John Cleese, the comedy veteran star of Monty Python and Fawlty Towers, has made a surprising admission – that he once killed a man.
Cleese wrote and appeared in the comedy hit film A Fish Called Wanda – also starring Kevin Kline and Jamie Lee Curtis – and he revealed in the latest episode of his new talk show that one man was laughing so much during a screening of the film, he had a cardiac arrest and died.
Cleese expanded on the story during a conversation in his GB News series, The Dinosaur Hour, saying:
“Kevin Kline and I killed a man in Denmark. He was a dentist, he had a huge laugh. A famous laugh. Very popular. It was in Aarhus, not a big town, but everybody knew him.

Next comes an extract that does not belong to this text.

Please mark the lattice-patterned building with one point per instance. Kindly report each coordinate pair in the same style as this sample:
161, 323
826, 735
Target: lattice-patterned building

“And he went to see Wanda and he started laughing about two minutes in and never stopped.
They carried him out dead, he’d had a heart attack.”
Cleese came to the forefront of British comedy with his Monty Python series and later the sitcom Fawlty Towers, and has also shared his experience of depression. He reflected that many fans had shared with him over the years the benefits of being made to laugh, stories that had made him reassess the value of creating comedy.
“I realised about ten years ago that making people laugh is kind of doing more than just making them laugh. When you do a Comicon [fan event] or something like that and people come up and say, “Thanks for making me laugh all these years,” it leaves a tear in the eye.
“It is lovely, beautiful. Some others say thank you for helping me through some of the difficult periods. And you suddenly realise that if people laugh, it helps, it’s not just entertainment.”
A Fish Called Wanda, released in 1988, was made on a budget of $7.5m, and went on to take $188m at the global box office.